The volcanic rock beneath your feet in southeastern Australia was born in the Pacific Ocean, thousands of kilometres east of where it now rests. The Lachlan Fold Belt, a 400-million-year-old jumble of volcanic arcs, deep-sea sediments, and crumpled seafloor, was never part of the Australian continent until plate tectonics welded it on. It is the largest accretionary orogen on Earth, and it built the eastern third of a continent.
The Architecture of Collision
The Lachlan Fold Belt stretches from Queensland through New South Wales and Victoria to Tasmania. It formed during the Silurian and Devonian periods, roughly 440 to 360 million years ago, when a series of volcanic island arcs — chains of submarine volcanoes like those in the modern western Pacific — slammed into the eastern edge of the ancient Australian continent. Each collision added a new slice of crust, like pages being pressed into a book.
The rocks tell the story plainly. In the Snowy Mountains, you find the remains of deep-sea trenches: turbidites, black shales, and cherts that accumulated on an ocean floor long since consumed. Near Batemans Bay, pillow lavas preserve the shapes of magma that erupted underwater, their rounded forms still visible in roadcuts along the Princes Highway.
The eastern third of Australia is a geological patchwork, stitched together by forces that are still at work.
The Volcanic Engine
The volcanic arcs that built the Lachlan Fold Belt were not quiet.

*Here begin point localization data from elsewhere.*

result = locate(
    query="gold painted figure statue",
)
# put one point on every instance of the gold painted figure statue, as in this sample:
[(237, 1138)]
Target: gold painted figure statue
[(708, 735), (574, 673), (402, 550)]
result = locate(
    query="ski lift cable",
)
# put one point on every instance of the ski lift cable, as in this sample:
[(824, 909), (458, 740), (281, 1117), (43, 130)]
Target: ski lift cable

Silurian volcanoes erupted in shallow seas, building thick piles of lava and volcanic ash that now form the backbone of the Kosciuszko region. These volcanoes produced some of Australia's most valuable mineral deposits: the copper-gold porphyries of Cadia Ridge, the tin and tungsten of the New England region, and the slate-belt gold that drove the first gold rushes in New South Wales.
At Cadia, 400 kilometres west of Sydney, a 440-million-year-old volcanic complex still holds one of the world's largest gold-copper deposits. The ore formed when hot, mineral-rich fluids circulated through the volcanic rocks, depositing gold and copper in fractures and veins. The mining pit there today descends through the guts of a Silurian volcano.
A Continent Rebuilt
The Lachlan Fold Belt is not finished. The same plate boundary that drove those ancient collisions still runs along Australia's eastern margin, now expressed as the subduction zone east of New Zealand. The belt is being slowly uplifted, its rocks exposed by erosion, its gold deposits brought closer to the surface. The Snowy Mountains, the highest peaks in Australia, are the eroded core of this ancient mountain-building event.
What is remarkable is the scale. The Lachlan Fold Belt covers roughly 400,000 square kilometres — larger than Germany and France combined. It contains more than 100,000 cubic kilometres of volcanic rock. And it was assembled piece by piece, arc by arc, over 80 million years of relentless plate movement.
Australia did not always look the way it does now. The eastern seaboard, from the tropical beaches of Queensland to the cool forests of Tasmania, is built on ground that once lay beneath the Pacific. The continent grew not by splitting apart, but by catching the debris of a long-vanished ocean.